As many readers will be aware, Senators Coons and Hatch recently introduced the Defend Trade Secrets Act, which would create a federal trade secrets law allowing parties aggrieved by the misappropriation of trade secrets (such as former employers!) to bring private actions in federal court.  Right now, former employers seeking to address trade secret misappropriation are governed by state laws, which – in the case of 48 states, some version of the Uniform Trade Secrets Act.

So why the big news in various employer-focused publications if almost all states already have some version of the same law?  One, there are some differences from state to state, so uniformity would be helpful for all parties, and seems logical in our highly interconnected and increasingly digital economy.  Two, the law provides access to federal court, where it can often be advantageous for an employer to litigate such cases.  As a general rule, federal courts are viewed by many as better equipped for litigating complex issues, and being in federal court can make certain procedural hurdles (e.g. obtaining the testimony of out of state witnesses) more manageable.  Again, that’s not always a major factor, we often end up in federal court for other reasons, but it is a potential positive of this law.
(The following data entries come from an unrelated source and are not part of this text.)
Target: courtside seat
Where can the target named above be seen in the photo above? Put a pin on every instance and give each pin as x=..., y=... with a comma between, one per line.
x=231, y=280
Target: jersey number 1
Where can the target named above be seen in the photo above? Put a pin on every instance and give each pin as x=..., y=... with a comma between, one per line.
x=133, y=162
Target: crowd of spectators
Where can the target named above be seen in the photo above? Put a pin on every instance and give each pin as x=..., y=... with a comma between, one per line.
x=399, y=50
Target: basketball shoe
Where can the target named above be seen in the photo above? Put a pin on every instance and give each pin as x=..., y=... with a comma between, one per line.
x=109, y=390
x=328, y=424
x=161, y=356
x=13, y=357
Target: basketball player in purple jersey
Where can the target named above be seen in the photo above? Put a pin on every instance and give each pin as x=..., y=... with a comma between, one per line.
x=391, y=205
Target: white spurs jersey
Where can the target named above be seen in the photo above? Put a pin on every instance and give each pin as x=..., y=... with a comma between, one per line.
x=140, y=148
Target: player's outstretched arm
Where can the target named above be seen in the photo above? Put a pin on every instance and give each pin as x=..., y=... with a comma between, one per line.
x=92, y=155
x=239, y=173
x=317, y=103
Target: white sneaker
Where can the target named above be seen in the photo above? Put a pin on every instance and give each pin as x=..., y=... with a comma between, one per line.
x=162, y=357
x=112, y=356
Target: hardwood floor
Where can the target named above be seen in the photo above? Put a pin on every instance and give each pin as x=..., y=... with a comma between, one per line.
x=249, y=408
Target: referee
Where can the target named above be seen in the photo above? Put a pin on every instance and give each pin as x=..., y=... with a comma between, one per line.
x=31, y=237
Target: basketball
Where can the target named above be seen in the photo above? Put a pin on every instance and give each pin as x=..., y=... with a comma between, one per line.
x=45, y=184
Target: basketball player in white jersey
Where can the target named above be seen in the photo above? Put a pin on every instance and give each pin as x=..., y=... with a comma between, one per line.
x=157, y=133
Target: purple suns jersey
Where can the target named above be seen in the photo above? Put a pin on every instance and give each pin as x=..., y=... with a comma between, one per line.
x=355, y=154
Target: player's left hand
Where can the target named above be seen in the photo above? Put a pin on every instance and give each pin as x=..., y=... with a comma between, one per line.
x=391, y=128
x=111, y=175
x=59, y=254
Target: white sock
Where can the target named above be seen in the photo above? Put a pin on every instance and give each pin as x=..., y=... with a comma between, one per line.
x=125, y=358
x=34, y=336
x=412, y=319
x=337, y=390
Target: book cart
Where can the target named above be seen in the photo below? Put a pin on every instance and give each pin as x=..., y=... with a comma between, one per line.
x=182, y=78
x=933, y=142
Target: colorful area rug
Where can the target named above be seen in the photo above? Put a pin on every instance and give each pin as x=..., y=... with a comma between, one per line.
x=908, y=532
The potential impact of a federal trade secrets law, however, pale in comparison to the impact a federal noncompete law could have.  As I have written here many times (such as HERE), noncompete drafting and litigation is largely driven by vastly different state laws.  Lawsuits are often won and lost less by the substance of what actually happened than by who gets to court first so that they can get in their home state to have their home state’s law applied (yes, even if the agreement specifies that another state’s law should be applied).  Does that make sense for anybody?  If this law passes, it will be interesting to see if there is any movement to get some more uniformity among noncompete laws.